Après ces instants de bonheur intense, le programme nous enjoignait de regagner le bord pour nous rendre à l'extrémité est du lagon, en bordure d'un banc de sable rose, couleur donnée par une micro algue. Là, la navigation se fit à vue car les patates de corail étaient nombreuses et le captain n'avait pas trop de trois vigies (en fait si, une seule aurait suffi pour limiter les conseils contradictoires!); Bien entendu, des échantillons furent prélevés par Maryse pour compléter sa collection et alourdir un peu plus le bateau; espérons tout de même qu'il ne se transformera pas en sous-marin avant la fin de la grande boucle!

Le mouillage du soir près de ce banc de sable n'était pas très abrité du vent mais la nuit fut tout de même bonne. Nous regagnerons le lendemain matin notre mouillage de l'hôtel Kia Ora en longeant de loin la côte nord de l'atoll et en prenant les mêmes précautions pendant les premiers milles avec les fameuses patates de corail. On s'aperçut alors que le génois se décousait sur sa chute sur environ trois mètres; il ne s'agissait que de la bande anti UV, mais le mal pouvait vite dégénérer.

En début d'après-midi, nous prendrons un taxi pour aller faire nos courses d'avitaillement à l'épicerie d'Avatoru en vue de notre départ prévu le lendemain après avoir visité le lagon bleu situé à l'extrême ouest du lagon; puis Maryse voudra aller plonger une nouvelle fois au motu Nuhi Nuhi; le captain l'accompagna en annexe mais la plongée ne put durer très longtemps car le jour commençait déjà à décliner.

Dimanche 5 juillet, nous quittons notre mouillage pour nous rendre à l'extrémité ouest du lagon où se trouve une zone appelée le lagon bleu. Les guides indiquent cependant que cette navigation ne doit se faire que par beau temps; or le vent d'est souffle encore assez fort et, à cette extrémité du lagon, la mer doit être assez agitée.

Nous arriverons assez rapidement sur la zone concédée à la ferme perlière et devrons slalomer entre les bouées de repérage des huîtres immergées. Puis nous passerons près de l'îlot Paio et atteindrons la côte ouest près du lagon bleu que nous avions du mal à repérer; nous comprîmes alors pourquoi cette sortie ne doit se faire que par beau temps : entre les vagues venant de l'est, le ressac dû à la côte et la nature des fonds coralliens, il ne nous a pas été possible de mouiller convenablement sans déraper.
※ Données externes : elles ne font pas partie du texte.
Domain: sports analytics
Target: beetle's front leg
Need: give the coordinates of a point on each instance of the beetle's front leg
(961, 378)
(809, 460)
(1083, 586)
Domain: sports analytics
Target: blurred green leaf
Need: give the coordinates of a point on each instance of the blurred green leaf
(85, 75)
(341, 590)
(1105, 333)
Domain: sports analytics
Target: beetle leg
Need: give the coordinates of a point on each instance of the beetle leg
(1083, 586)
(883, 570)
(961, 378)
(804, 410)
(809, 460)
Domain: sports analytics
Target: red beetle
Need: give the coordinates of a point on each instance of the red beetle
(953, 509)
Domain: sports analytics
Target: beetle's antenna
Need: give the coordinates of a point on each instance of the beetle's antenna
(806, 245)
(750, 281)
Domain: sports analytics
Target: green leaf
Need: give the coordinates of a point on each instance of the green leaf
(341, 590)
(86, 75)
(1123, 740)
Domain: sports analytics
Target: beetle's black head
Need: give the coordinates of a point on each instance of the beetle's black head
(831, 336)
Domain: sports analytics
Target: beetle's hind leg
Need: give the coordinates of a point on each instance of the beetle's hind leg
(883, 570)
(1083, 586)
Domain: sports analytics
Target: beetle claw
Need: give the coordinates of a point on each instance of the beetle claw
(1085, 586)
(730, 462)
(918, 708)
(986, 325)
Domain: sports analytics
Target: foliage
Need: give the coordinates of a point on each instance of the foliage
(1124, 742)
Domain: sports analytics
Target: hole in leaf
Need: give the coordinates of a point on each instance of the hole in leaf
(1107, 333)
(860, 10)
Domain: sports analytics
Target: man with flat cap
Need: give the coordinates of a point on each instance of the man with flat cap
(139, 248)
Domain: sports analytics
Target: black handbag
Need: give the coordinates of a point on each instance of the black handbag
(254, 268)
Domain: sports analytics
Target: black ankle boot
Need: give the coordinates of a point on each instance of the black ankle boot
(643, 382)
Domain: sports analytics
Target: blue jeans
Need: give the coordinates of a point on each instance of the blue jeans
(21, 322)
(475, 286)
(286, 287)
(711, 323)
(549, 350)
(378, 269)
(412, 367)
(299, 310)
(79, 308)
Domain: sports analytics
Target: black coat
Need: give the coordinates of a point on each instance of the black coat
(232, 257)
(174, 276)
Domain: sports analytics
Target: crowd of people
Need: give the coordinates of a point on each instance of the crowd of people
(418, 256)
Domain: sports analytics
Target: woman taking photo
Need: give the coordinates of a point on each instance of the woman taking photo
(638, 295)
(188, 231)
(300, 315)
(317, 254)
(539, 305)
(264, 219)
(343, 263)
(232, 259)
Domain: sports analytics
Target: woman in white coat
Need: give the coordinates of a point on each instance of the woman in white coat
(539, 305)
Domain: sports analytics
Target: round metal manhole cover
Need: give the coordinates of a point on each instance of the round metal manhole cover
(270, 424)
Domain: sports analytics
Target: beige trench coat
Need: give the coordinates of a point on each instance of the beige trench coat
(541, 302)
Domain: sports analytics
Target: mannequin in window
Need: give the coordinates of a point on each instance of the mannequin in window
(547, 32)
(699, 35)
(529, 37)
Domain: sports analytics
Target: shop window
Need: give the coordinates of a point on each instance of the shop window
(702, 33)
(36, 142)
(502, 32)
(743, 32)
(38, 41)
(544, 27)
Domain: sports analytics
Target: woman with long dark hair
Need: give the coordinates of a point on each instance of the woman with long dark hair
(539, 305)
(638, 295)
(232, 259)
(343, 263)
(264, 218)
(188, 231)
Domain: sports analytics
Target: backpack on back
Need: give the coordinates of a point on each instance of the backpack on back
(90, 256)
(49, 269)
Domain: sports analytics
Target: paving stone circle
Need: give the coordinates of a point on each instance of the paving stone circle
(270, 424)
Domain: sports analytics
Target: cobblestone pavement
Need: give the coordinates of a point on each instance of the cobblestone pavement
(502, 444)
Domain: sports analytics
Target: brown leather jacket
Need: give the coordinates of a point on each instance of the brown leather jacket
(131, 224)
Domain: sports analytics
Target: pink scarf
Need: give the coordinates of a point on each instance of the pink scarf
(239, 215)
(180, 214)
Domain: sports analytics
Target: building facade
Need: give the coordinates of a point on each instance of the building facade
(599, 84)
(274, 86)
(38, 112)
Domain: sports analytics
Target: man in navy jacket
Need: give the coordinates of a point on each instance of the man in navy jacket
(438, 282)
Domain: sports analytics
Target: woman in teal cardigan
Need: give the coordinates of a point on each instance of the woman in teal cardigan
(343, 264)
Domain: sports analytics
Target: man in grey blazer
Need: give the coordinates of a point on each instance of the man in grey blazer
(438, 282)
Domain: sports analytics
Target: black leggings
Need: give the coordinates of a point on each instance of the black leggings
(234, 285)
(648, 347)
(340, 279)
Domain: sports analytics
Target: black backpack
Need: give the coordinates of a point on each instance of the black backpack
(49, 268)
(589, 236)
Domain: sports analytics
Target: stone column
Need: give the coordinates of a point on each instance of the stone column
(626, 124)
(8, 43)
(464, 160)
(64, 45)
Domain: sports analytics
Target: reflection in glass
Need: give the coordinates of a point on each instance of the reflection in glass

Nous prenons alors la décision d'abandonner cette visite et le captain renonce également à partir pour les îles de la Société : l'état du génois l'inquiète, il préfère revenir au mouillage et prendre le temps de recoudre la chute.

C'est ainsi qu'au retour devant l'hôtel Kia Ora, les couturières du bord se mirent à l'ouvrage; le mal était un peu plus important que prévu et ce n'est que le lendemain en fin de matinée que nous pûmes hisser à nouveau la voile. A 15 heures, nous longerons la côte du lagon en direction de la passe d'Avatoru, direction les îles de la Société.

La route habituelle est de mettre le cap sur Tahiti, l'île la plus au vent pour pouvoir ensuite bénéficier du vent portant à destination des autres îles; mais la fin du voyage approche pour Martine et Michel qui repartent sur Lyon le 27 juillet; on n'aurait pas le temps de faire la route normale pour revenir ensuite sur Tahiti prendre l'avion. C'est donc sur Bora Bora que nous ferons route.

Nous quittions des paysages qui nous avaient enchantés bien au-delà de nos espérances; la Polynésie est décidément un paradis dont la variété des paysages n'a d'égal que leur beauté.